Last night I watched the end of the series "Lost." In the 2 hours before the real show, during the look-back, comments were made about how the show had different cultures within it, and how part of the show was on how these different cultures could live together.
Then today I was on a seemingly eternal drive home from the doctor, listening to "Talk of the Nation" on National Public Radio. They were talking about new legislation in Arizona concerning ethnic studies. As I continued to drive, I grew more and more irritated with what seemed a lack of knowledge surrounding diversity. There are history classes and ethnic studies classes and many feel the 2 should somehow be combined. I think we have come so far and now seem to be going back.
One argument either for or against ethnic studies is focus on discrimination. It's the opinion of some that to end discrimination, we should include different ethnicities in general history. Some feel that white Europpeans don't get represented in ethnic studies.
Stop. I'm the daughter of 2 history professors. Europpean history falls within history departments. Others were arguing we don't talk about Italians or other Europpeans, and those within the US. My mom was an immigration historian. She taught about Latin American history, but did a ton of research on Italian immigrants, specifically those living in Denver. I remember trips we would take to Denver where she would interview immigrants, most of whom were elderly. That's just my mom. There's a ton of work on Europpeans - everyone missed out on the dinner parties my parents had when we were kids! And they also missed out on visiting battlefields within the US. Note: my parents' kids all dodged history and went into math and science!
Back to ethnicity - if there had not been discrimination, I suppose we wouldn't need ethnic studies. But we still have discrimination, and we have disparities. I work in healthcare and know the disparities are there. We have developed a series of award-winning videos to address disparities of different groups. Through studies, we know certain ethnicities are at higher risk for different diseases, that their outcomes are worse once they get these diseases. Efforts to reach different populations must differ, and of course, you can't assume everyone falls into the same bucket.
From ethnicity, we get to other groups - of course, people with disabilities. Outreach to this culture is generally different. People with various disabilities are at greater risk for certain diseases. Similar scenerio to different ethnicities.

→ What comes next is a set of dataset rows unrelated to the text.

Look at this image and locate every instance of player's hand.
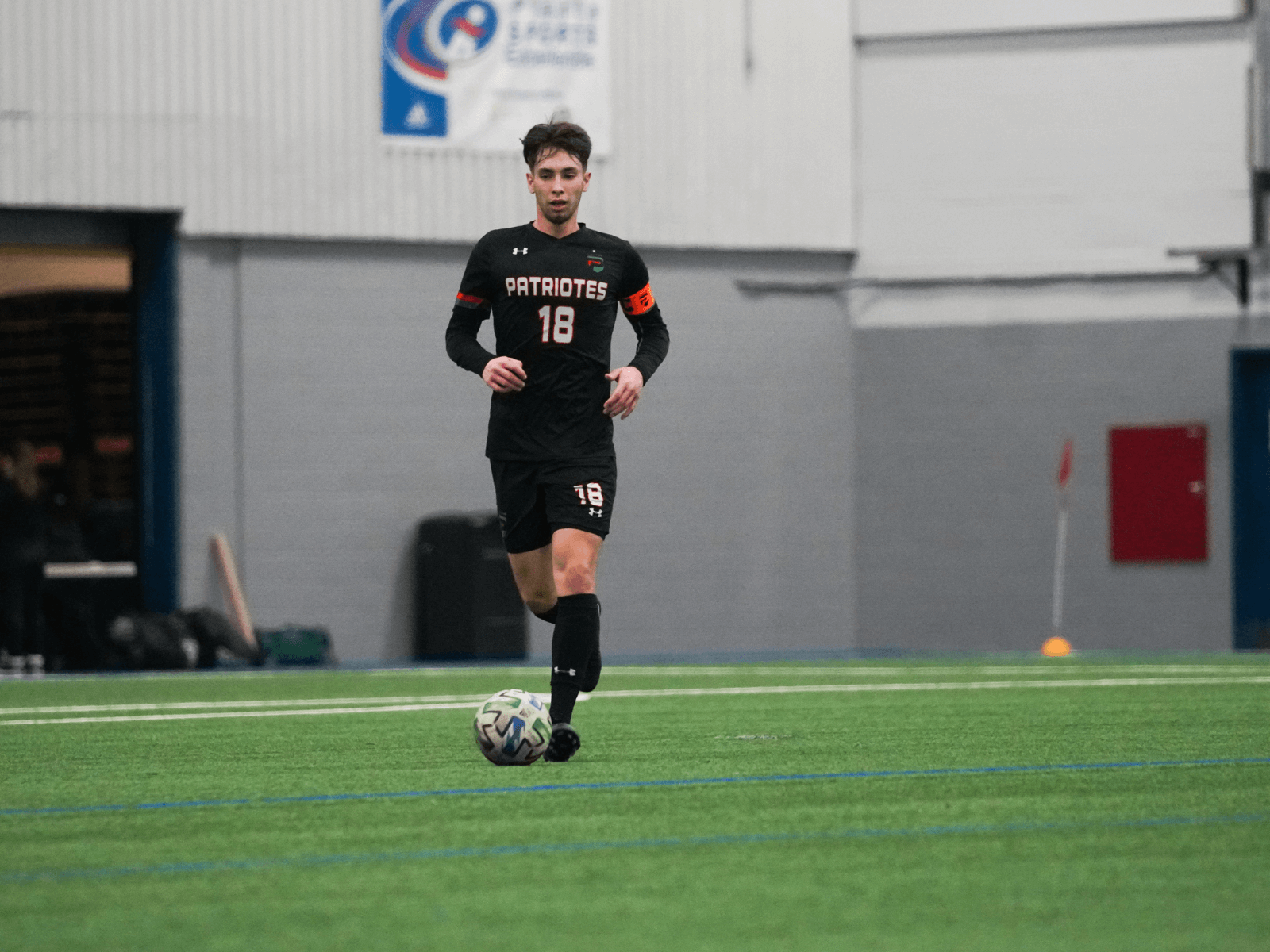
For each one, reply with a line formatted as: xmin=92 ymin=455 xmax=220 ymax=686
xmin=480 ymin=357 xmax=529 ymax=393
xmin=605 ymin=367 xmax=644 ymax=420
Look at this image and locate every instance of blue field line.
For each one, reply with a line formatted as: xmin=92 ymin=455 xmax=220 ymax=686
xmin=0 ymin=757 xmax=1270 ymax=816
xmin=0 ymin=814 xmax=1270 ymax=885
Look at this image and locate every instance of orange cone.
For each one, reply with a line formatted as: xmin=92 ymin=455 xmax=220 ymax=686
xmin=1040 ymin=635 xmax=1072 ymax=658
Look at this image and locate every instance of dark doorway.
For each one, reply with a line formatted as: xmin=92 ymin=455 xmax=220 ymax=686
xmin=0 ymin=209 xmax=178 ymax=669
xmin=1230 ymin=351 xmax=1270 ymax=650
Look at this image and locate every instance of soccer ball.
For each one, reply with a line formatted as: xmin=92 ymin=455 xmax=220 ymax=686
xmin=472 ymin=689 xmax=551 ymax=766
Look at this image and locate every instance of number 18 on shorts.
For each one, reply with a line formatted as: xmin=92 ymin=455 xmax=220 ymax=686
xmin=489 ymin=459 xmax=618 ymax=552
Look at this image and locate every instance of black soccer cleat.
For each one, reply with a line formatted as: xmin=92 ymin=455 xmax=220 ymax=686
xmin=542 ymin=724 xmax=582 ymax=763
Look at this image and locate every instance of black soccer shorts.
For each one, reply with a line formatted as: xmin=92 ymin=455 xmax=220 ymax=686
xmin=489 ymin=459 xmax=618 ymax=554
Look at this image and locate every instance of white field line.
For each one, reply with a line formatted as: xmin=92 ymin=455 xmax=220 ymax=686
xmin=0 ymin=665 xmax=1264 ymax=717
xmin=0 ymin=675 xmax=1270 ymax=727
xmin=367 ymin=662 xmax=1270 ymax=678
xmin=0 ymin=698 xmax=485 ymax=727
xmin=0 ymin=694 xmax=489 ymax=717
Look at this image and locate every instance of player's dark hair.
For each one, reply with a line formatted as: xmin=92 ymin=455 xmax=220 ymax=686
xmin=521 ymin=122 xmax=591 ymax=169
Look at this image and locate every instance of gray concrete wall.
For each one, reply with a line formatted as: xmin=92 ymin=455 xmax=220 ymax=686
xmin=180 ymin=240 xmax=853 ymax=658
xmin=855 ymin=317 xmax=1238 ymax=650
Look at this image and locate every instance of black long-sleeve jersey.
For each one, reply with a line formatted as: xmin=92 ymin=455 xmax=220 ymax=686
xmin=446 ymin=224 xmax=671 ymax=461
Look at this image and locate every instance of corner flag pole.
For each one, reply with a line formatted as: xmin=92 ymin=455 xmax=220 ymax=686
xmin=211 ymin=532 xmax=256 ymax=647
xmin=1050 ymin=440 xmax=1072 ymax=636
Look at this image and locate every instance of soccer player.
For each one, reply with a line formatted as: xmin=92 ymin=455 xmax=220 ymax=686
xmin=446 ymin=122 xmax=671 ymax=760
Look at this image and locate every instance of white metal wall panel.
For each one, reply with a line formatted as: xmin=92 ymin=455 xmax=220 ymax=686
xmin=856 ymin=0 xmax=1247 ymax=36
xmin=0 ymin=0 xmax=852 ymax=249
xmin=857 ymin=38 xmax=1251 ymax=277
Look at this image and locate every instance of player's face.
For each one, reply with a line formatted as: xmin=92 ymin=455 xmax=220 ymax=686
xmin=525 ymin=152 xmax=591 ymax=225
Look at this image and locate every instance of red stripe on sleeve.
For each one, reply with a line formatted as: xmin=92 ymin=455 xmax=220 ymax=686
xmin=621 ymin=284 xmax=656 ymax=317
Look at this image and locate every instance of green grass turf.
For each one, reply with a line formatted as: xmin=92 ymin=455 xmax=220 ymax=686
xmin=0 ymin=656 xmax=1270 ymax=950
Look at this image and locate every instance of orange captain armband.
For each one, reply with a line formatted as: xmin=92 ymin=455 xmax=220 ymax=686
xmin=621 ymin=284 xmax=656 ymax=317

If we go back to legislation getting rid of efforts which strive for inclusion, we go back to exclusion. We close the door to other groups. I heard an interview on NPR with a guy who seemed against elevators. People with wheelchairs are fine on the first level. Discrimination exists. Disparities exist. We can't throw them with everything else and assume they will be addressed, because they won't.
What I find interesting is to consider who was in the Bible - did it focus on the majority groups, those who were just fine? No - much focus is on the marginalized. Jesus focused on the marginalized, or those who weren't exactly the same as others. We are supposed to learn from that. Have we? Did we? Are we going backward? Can we start moving forward again?
Where I work - a place where diversity is highly valued. If times change, will this change, not just where I work, but where other companies place so much effort?
Inclusion. So important. We must learn to live together.